Data type Retention period
Account data (active customers) Duration of account
Account data (closed accounts) 30 days, then deleted
Reply history Duration of account, exportable anytime
AI generation logs 90 days
Payment records 7 years (legal/tax requirement)
Support conversations 2 years
Backups 30 days, automatically deleted

You can request earlier deletion of any data category by emailing [email protected].

7. Your rights

Depending on where you live, you have rights regarding your personal data. We honor these rights for all users globally, regardless of jurisdiction.

  • Access. Request a copy of the personal data we hold about you.
  • Correct. Update inaccurate or incomplete data through your dashboard or by contacting us.
  • Delete. Request deletion of your account and all associated data.
  • Export. Receive your data in a portable format (CSV) for transfer to another service.
  • Restrict processing. Limit how we use your data while we resolve a dispute or correction.
  • Object. Object to specific uses (e.g., analytics processing).
  • Opt out of automated decision-making. Switch from auto-post mode to approve-mode at any time.

To exercise these rights, email [email protected]. We respond within 30 days.

For California residents (CCPA/CPRA)

You have the right to know what personal information we collect, the right to delete it, the right to correct it, and the right to opt out of the "sale" or "sharing" of personal information. We do not sell or share personal information as those terms are defined under CCPA/CPRA.

For EU/UK residents (GDPR/UK GDPR)

We process personal data on the legal bases of (a) contract performance (operating your subscription), (b) legitimate interests (security, fraud prevention, product improvement), and (c) consent (where applicable). You have the right to lodge a complaint with your local data protection authority.

8. Children

The Service is not directed to children under 18 and we do not knowingly collect data from anyone under 18. If you believe we have, contact [email protected] and we will delete the information.

9. International data transfers

We are based in the United States and process data in the U.S. If you access the Service from outside the U.S., your data is transferred to and processed in the U.S. We rely on Standard Contractual Clauses or equivalent safeguards for transfers from the EU/UK.

10. Security

We protect your data with:

  • TLS 1.3 encryption for all data in transit
  • Encryption at rest for stored data (provided by Supabase, Cloudflare, Stripe)
  • Hashed and salted passwords
  • Mandatory two-factor authentication on all administrative accounts
  • Quarterly access audits
  • Logging and alerting on suspicious activity
  • Vendor due diligence including SOC 2 Type II reviews where applicable

No system is 100% secure. If a breach affects your data, we will notify you within 72 hours of confirming it, as required by law.

11. Cookies

We use a minimal cookie set:

  • Strictly necessary. Session cookies that keep you logged in. These cannot be disabled.
  • Analytics. Plausible Analytics, which does not use cookies and does not collect personal data.

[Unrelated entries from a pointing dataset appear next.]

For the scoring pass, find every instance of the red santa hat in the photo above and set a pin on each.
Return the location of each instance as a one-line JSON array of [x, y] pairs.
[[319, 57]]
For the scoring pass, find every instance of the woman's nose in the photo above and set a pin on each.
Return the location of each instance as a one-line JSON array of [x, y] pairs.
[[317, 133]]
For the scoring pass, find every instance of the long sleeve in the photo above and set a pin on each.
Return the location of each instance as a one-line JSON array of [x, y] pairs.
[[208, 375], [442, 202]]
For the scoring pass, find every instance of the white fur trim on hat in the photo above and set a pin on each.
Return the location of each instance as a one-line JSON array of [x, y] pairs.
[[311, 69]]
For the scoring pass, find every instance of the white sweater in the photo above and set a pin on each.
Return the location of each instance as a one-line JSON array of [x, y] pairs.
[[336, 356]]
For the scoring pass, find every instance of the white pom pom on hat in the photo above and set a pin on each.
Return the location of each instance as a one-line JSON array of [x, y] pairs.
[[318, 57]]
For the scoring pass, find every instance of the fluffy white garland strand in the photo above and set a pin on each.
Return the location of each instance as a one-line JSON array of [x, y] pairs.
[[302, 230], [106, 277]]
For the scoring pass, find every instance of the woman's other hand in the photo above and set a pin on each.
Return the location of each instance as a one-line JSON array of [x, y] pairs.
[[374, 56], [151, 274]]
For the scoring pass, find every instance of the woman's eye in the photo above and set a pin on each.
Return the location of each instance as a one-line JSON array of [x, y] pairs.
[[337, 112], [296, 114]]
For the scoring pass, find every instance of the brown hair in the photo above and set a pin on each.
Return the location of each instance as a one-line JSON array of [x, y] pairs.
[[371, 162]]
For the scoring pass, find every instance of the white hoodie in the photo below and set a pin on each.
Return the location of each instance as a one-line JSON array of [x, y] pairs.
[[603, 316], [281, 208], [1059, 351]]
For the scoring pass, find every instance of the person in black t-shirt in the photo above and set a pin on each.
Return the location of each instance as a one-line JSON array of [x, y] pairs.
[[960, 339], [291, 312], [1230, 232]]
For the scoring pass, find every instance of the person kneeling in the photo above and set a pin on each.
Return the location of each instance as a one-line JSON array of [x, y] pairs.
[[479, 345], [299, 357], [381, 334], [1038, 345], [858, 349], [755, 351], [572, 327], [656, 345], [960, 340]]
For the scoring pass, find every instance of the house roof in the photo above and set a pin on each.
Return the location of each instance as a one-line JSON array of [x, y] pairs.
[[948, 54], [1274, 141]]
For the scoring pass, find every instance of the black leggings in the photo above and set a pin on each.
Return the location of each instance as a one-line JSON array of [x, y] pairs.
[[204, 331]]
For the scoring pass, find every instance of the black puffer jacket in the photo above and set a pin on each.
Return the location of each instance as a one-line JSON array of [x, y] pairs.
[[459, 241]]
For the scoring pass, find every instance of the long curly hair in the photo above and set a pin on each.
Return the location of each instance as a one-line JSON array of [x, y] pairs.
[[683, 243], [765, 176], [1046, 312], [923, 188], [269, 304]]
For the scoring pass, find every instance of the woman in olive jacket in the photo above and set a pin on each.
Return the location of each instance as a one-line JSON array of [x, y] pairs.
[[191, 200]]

We do not use: - Advertising or marketing cookies - Third-party tracking pixels (Facebook, LinkedIn, etc.) - Cross-site behavioral profiling

12. Changes to this Policy

We may update this Privacy Policy. Material changes (e.g., new categories of data collection, new vendors that change data flow) will be communicated by email at least 30 days before they take effect. Non-material changes (typo fixes, clarifications) are made silently with a "Last updated" date change.

13. Contact

For privacy questions, requests, or complaints:

Email: [email protected] Mail: X3 E-Commerce LLC d/b/a FrontDesk Global, [LLC address] Response time: within 30 days

For EU/UK users, our designated representative for data protection matters is available by emailing the address above.

This document was drafted for FrontDesk Global pending counsel review. Do not treat as final until signed off by qualified legal counsel.